In 1968, during his sophomore year at MIT, Kurzweil started a company that used a computer program to match high school students with colleges. The program, called the Select College Consulting Program, was designed by him and compared thousands of different criteria about each college with questionnaire answers submitted by each student applicant. When he was 20, he sold the company to Harcourt, Brace & World for $100,000 (roughly $500,000 in 2006 dollars) plus royalties.[5] He obtained a Bachelor of Science degree in Computer Science and Literature in 1970 from MIT.

In 1974, Kurzweil started the company Kurzweil Computer Products, Inc. and led development of the first omni-font optical character recognition system—a computer program capable of recognizing text written in any normal font. Before that time, scanners had only been able to read text written in a few fonts. He decided that the best application of this technology would be to create a reading machine, which would allow blind people to understand written text by having a computer read it to them aloud.

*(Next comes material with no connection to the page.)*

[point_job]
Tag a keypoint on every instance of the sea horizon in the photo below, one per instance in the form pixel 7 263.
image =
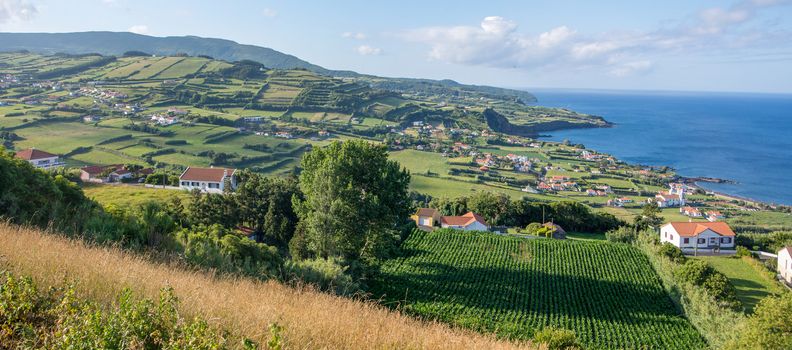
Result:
pixel 724 135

Kurzweil's next major business venture began in 1978, when Kurzweil Computer Products began selling a commercial version of the optical character recognition computer program. LexisNexis was one of the first customers, and bought the program to upload paper legal and news documents onto its nascent online databases. Two years later, Kurzweil sold his company to Lernout & Hauspie. Following the bankruptcy of the latter, the system became a subsidiary of Xerox formerly known as Scansoft and now as Nuance Communications, and he functioned as a consultant for the former until 1995

Kurzweil's next business venture was in the realm of electronic music technology. After a 1982 meeting with Stevie Wonder, in which the latter lamented the divide in capabilities and qualities between electronic synthesizers and traditional musical instruments, Kurzweil was inspired to create a new generation of music synthesizers capable of accurately duplicating the sounds of real instruments. Kurzweil Music Systems was founded in the same year, and in 1984, the Kurzweil K250 was unveiled. The machine was capable of imitating a number of instruments, and in tests musicians were unable to discern the difference between the Kurzweil K250 on piano mode from a normal grand piano.[6] The recording and mixing abilities of the machine, coupled with its abilities to imitate different instruments made it possible for a single user to compose and play an entire orchestral piece.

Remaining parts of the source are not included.